Original post here:
This is a report of my research on the state of the art of AngularJS SEO as of January 2014.
The easiest solution is not to make a SPA in the first place. We have to account for this problem when deciding on whether to make a SPA or a traditional Server-side MVC application.
The alternative to this solution is to have some server side component to serve the rendered content to the search bots
Serving the rendered content to the search bots will create two new problems for us:
- How can the search bot find out the URLs to be indexed
- How can we serve the final DOM instead of the empty template to the search bot.
Telling the search bot what to index
A search bot has two ways to determine the URLs to index in a web site: One is crawling the site (following the links) and the other is reading the URL list from a file (a robotx.txt or sitemap.xml file). These approaches are not mutually exclusive and can be used together.
We can make our ajax applications crawlable by following some conventions and then serving a snapshot of the page to our users. If we follow the conventions, the web crawler will send a
http://www.example.com?_escaped_fragment_=/products/123 request when it finds a
http://www.example.com/#!/products/123 url so that we can detect a search bot request on the server. Of course, we still need a way to resolve the
_escaped_fragment_ request but this is another problem.
NOTE: As ylesaout points in his comment, the ! in the URL is important because it is what tells the search bot that this URL is crawlable (that is, that it can request the escapedfragment_ URL from the server). Otherwise, the bot will just ignore the URL.
We can also have a sitemap file if we want finer control on the search bot behavior (instead of blindly follow links it will index whatever we decided to put on the sitemap file). We can also do cool things like indexing a page that is not linked anywhere (for instance, because it is accesed after clicking a button) or have some control on the url that is listed in search results.
The problem with this approach is that we have to generate this sitemap file and it will depend on our routing logic and, thus, is a totally ad-hoc solution that will be different for every project. We can automate this, though, to a certain degree.
Server side rendering
Although it is on the roadmap we don't have anything like Rendr for AngularJS and, as far as I know, the easiest way for us to render the pages in the server without duplicating code is to run the application inside a headless browser (like PhantomJS), navigate to the appropiate url, let angular do it's thing and then read the resulting DOM and send it to the crawler.
This is the approach taken in the yearofmoo angularjs seo tutorial and in this github project. Another possibility (discussed here) is to use jsdom instead of PhantomJS but the idea is more or less the same (run the app in the server and take a snapshot of the resulting DOM).

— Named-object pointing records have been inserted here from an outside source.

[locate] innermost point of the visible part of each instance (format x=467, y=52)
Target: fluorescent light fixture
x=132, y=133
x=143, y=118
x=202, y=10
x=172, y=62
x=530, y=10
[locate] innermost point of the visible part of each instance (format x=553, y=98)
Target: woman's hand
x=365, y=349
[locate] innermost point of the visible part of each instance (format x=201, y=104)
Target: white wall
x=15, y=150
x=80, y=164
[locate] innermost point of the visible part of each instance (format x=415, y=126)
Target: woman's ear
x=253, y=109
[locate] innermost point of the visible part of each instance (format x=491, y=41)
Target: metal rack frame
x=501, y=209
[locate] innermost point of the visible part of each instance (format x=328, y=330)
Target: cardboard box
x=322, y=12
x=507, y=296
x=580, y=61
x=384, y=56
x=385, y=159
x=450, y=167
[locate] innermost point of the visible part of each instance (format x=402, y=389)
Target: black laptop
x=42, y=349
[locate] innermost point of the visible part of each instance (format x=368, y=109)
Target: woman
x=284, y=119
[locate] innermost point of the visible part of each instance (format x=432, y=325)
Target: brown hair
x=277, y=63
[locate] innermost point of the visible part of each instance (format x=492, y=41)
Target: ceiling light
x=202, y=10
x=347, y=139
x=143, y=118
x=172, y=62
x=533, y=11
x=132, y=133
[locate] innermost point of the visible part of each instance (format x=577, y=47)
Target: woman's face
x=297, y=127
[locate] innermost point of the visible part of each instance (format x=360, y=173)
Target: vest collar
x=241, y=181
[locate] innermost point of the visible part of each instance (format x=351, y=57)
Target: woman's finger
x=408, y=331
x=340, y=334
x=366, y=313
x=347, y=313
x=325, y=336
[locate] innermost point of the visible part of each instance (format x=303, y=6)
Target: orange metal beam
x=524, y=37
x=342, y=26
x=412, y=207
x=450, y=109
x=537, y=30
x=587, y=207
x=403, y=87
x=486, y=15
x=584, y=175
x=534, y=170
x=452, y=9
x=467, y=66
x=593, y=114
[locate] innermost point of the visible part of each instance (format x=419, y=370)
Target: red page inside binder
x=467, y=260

This generation can be made on demand whenever the server detects a request from a search bot but I think that the performace of this approach will be very bad (we have to start a browser, load the application and navigate to the view) and, thus, my recommendation is to pregenerate the snapshots and store them as html files.
The easiest way to generate and store these snapshots is to use a service like prerender.io or BromBone (there are more here) and they all work in a similar way: We point the service to our url and it crawls our application at regular intervals, stores the generated DOM somewhere and then configure our webserver to serve the generated snapshots whenever a request from a search bot comes.
If we don't want to use an external service, we can use a script to crawl our site (or read our sitemap.xml file), render the snapshots and store them in a location where we can, later, retrieve them from the server (like the filesystem or a shared cache).
I found two grunt plugins to do this as part of our build (we could do this in our CI server):
grunt-html-snapshots will read your robots.txt or sitemap.xml file (you still have to generate these, though) and render them in a phantomjs browser. It is also available as a library
grunt-html-snaphot (without the final s). It looks to me like this one will do the crawling for you instead of relying in the sitemap.xml file but I have to check this.
You should also check this project on github
- Set up a proof of concept application for the grunt snapshot approach
- Do some more research on the possibility of using these snapshots to make the application start up faster (a la twitter) and also as cache.
After setting up a proof of concept application I found that:
This article (http://www.ng-newsletter.com/posts/serious-angular-seo.html) explains the different options pretty well
None of the grunt plugins I mentioned would do the crawling part although it is not very difficult to implement this yourself (see https://gist.github.com/joseraya/8547524)
The problem with snapshot generation during the build is that it might take a very long time (specially if you have many pages) because you have to wait for pages to render (and it is not easy to be sure that a page has rendered completely). I would rather do the snapshot generation as an independent step
Zombie.js is not necessarily faster than phantomjs (at least prerender.io with its phantom-service is fast enough compared with my zombie.js script)
It is very easy to implement prerender.io's solution (either with your own server or with their hosted solution) and the hosted solution is not very expensive (100.000 pages cost more or less the same as the heroku dyno you might use to run your own server)
Prerender-node middleware has a very good API and it seems to be easy to implement your own plugins (if you ever need to do so).
For the project I was doing the research for, we will definitely try prerender as our solution to the problem of SEO optimization in AngularJS.